Efficient and Robust Policy Evaluation for Reinforcement Learning

Author: ORCID icon orcid.org/0009-0002-6557-979X
Liu, Shuze Daniel, Computer Science - School of Engineering and Applied Science, University of Virginia
Advisor:
Zhang, Shangtong, EN-Comp Science Dept, University of Virginia
Abstract:

Evaluating the quality of a policy (i.e, a decision making rule that an agent adopts to interact with the environment) is central to reinforcement learning (RL). The conventional approach requires repeatedly executing the policy and averaging its outcome. However, due to high evaluation variance, this method demands massive active interactions with the environment to obtain data, which is both expensive and slow. At the same time, the stability of many RL algorithms remains an open question, as existing analyses often rely on assumptions that fail to hold in practice. This thesis addresses both challenges by proposing algorithms that enhance the efficiency and robustness of policy evaluation, and by providing a stability analysis of RL algorithms under realistic conditions.

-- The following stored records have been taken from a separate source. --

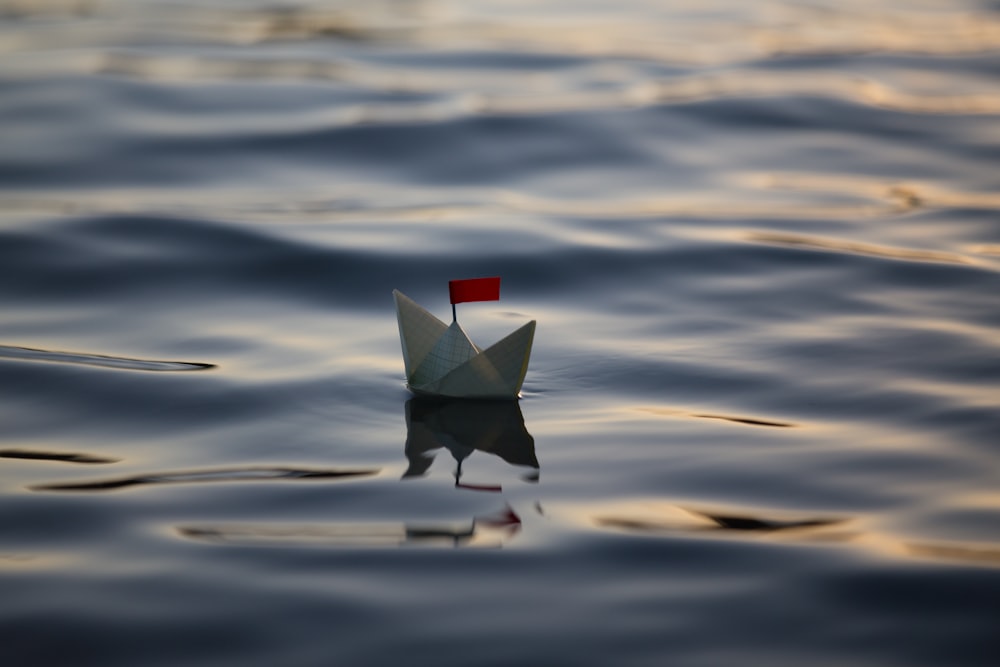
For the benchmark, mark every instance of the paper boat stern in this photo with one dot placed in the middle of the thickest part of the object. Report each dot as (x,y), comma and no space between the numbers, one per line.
(441,360)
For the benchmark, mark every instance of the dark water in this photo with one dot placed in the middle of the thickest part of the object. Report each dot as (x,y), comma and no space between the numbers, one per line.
(760,425)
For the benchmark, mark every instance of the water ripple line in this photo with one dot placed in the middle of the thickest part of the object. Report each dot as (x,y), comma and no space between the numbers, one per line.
(105,361)
(214,476)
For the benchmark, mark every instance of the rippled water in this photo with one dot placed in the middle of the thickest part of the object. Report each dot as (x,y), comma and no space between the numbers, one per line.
(760,424)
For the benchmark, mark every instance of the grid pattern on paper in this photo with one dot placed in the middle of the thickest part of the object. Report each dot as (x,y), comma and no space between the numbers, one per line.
(419,331)
(452,350)
(510,356)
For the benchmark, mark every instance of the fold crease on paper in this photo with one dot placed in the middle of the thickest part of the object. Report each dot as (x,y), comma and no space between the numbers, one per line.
(441,360)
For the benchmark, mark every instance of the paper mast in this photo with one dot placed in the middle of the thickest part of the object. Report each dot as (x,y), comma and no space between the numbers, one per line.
(441,360)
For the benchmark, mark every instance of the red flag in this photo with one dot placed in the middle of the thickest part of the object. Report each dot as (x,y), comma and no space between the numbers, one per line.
(474,289)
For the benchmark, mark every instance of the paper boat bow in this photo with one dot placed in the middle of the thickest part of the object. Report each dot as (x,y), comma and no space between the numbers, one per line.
(440,359)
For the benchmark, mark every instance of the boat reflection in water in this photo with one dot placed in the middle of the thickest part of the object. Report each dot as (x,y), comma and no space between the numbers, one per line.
(463,427)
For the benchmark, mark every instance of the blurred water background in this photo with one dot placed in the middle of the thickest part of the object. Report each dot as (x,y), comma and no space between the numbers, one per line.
(760,425)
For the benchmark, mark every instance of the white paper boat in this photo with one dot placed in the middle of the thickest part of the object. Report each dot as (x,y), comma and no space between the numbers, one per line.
(440,359)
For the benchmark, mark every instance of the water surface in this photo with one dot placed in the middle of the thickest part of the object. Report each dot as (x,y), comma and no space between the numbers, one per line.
(760,423)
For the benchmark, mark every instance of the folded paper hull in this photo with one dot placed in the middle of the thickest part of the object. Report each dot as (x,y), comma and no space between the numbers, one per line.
(440,359)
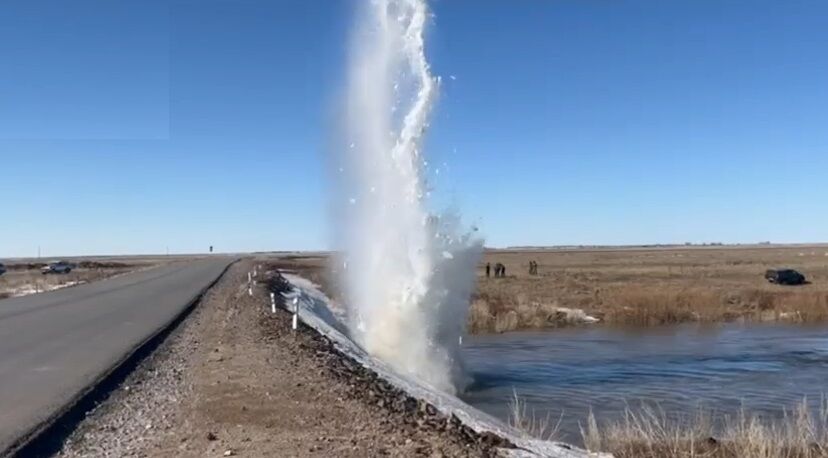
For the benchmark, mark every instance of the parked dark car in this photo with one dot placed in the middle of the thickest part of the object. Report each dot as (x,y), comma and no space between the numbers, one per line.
(785,277)
(57,267)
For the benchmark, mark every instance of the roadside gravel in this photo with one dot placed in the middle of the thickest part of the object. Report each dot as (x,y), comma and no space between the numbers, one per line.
(233,380)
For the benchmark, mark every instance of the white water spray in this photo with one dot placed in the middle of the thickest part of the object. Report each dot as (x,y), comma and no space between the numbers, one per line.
(408,275)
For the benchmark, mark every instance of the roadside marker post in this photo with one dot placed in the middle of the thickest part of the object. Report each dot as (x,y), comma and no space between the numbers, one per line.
(295,313)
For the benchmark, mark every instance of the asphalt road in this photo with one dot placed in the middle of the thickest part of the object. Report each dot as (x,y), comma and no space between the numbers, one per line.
(54,345)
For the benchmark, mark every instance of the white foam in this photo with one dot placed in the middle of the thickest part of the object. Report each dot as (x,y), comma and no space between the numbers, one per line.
(408,275)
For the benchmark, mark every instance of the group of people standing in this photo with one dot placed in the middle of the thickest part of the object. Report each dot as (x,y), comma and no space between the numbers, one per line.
(500,270)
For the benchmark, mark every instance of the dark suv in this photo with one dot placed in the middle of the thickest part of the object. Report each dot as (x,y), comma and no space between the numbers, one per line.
(785,277)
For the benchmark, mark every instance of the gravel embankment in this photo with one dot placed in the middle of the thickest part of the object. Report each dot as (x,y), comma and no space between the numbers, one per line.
(234,380)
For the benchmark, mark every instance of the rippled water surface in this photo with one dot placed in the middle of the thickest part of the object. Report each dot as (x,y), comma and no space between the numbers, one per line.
(761,367)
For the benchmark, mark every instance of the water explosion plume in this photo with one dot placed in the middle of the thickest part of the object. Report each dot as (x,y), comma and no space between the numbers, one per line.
(408,275)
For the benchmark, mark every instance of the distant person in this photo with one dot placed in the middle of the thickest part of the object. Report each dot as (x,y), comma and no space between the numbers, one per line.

The first part of the thesis focuses on algorithmic innovations reducing the amount of data needed for accurate evaluation. We begin by introducing an optimal data collecting policy that significantly lowers evaluation variance compared to traditional approaches. In settings where multiple policies must be evaluated at once, we propose a shared data-collecting policy that reduces evaluation variance across all interested policies simultaneously. Taking a step further, we develop a doubly-optimal policy evaluation method that optimizes both data collection and processing stages, achieving state-of-the-art variance reduction. To enhance robustness and safety, we also design methods that account for uncertainty in the environment and enforce safety constraints during data collection. Together, these contributions offer a framework for reliable and sample-efficient policy evaluation.

In the second part of the thesis, we focus on the theoretical analysis of RL algorithms. We study the stability of stochastic approximation methods (i.e., iterative methods that update estimates using noisy observations of a target quantity) under Markovian noise (i.e., when the randomness in updates comes from data generated by a Markov process, so that samples are correlated rather than independent). Our framework provides almost sure convergence guarantees under practical conditions and applies to a broader class of RL algorithms than previous results.

Collectively, this thesis advances both the algorithmic and theoretical foundations of policy evaluation, offering tools that are efficient, reliable, and applicable to real-world RL systems.

Degree:
PHD (Doctor of Philosophy)
Keywords:
reinforcement learning, off-policy evaluation, machine learning
Language:
English
Issued Date:
2025/04/22